I have been talking to Dennis a lot this past week about my grief, sadness and anger right now. I am specifically angry at God. Why would God take my mom from me? Didn't he know how much Brook and I needed her? How much we depended on her? How she was our safe haven and our rock? The glue that kept our family together. Why would God take her? Dennis told me...."I don't think God took her. I think he let her come to Him. She didn't want to leave you Paige. I know she didn't. But she had just said a few weeks ago that she didn't want to live anymore if her fibromyalgia didn't get any better. I told her don't be ridiculous why would you say something like that?" He said that now looking back at that conversation, maybe was this knee surgery going to be too much on her body and make her worse? Maybe she was going to be in more pain than she was before and now not even able to walk.
Was this God "letting" her come HOME to Him so she didn't have to suffer and be miserable?
My mom was my everything. She was my sounding board, my best friend, my biggest cheerleader and also my biggest critic in life. Whenever I was feeling down, blue or just needed a pick me up, she always knew how to make me feel better. Or even better, would put me in my place to make me realize "life isn't really that bad". She was helping me become a better mom. She almost always was there to help me out when one of the kids was sick and I needed her to stay home with them, or to run Beau to church or to dentist appointments, or to take Baine to the dermatologist in Ottumwa for me, or to take care of my newborn baby girl for 5 weeks. Whatever I needed, she was always there. She was so excited for Beau to do swim team this year. She had already told me we would bring Piper and a pack and play to Beau's meets, just like she did with me when we went to Brook's swim meets. She was the only one who actually said they wanted to go watch a swim meet with me. It was another one of our special bonds---our love for the water and swimming. On my way to work in the mornings she would call me. If she hadn't heard from me in the morning or during the school day, she would always call me after school and say "oh well I just hadn't heard from you today and just checking in". If someone did something to upset me, hurt me, make me laugh, you name it, she was the person I would want to call and tell about right away. I feel so lost and alone right now. I feel like my world has been turned upside down. Never did I ever imagine I would have to grieve the loss of a parent at such a young age. I needed her. I still need her. I am so angry with God and am questioning Him on so many levels.

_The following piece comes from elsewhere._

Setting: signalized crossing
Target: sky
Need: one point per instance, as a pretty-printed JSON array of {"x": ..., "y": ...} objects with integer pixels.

People say God only gives you what you can handle, but I don't know how to handle this. I just want to see her again. Help her fix her hair. Tell her how much I love her and hold her hand. I loved looking at her hands. It hurts to breathe right now. It hurts to wake up. It hurts that I am not able to be the best mom I can be to my own kids right now. The pain is consistently getting stronger instead of fading away.
When will I be able to feel my mom with me? When will I feel content and able to move on? How will I move on without her?
I have so many questions, questions that I am sure I will never have answers to. While I am not ignorant enough to think I am the only one in this world suffering or enduring pain, in fact there are millions of people going through far worse situations than I am, but this is my own pain. And when it is your own pain, and it's fresh, you can't think about anything else.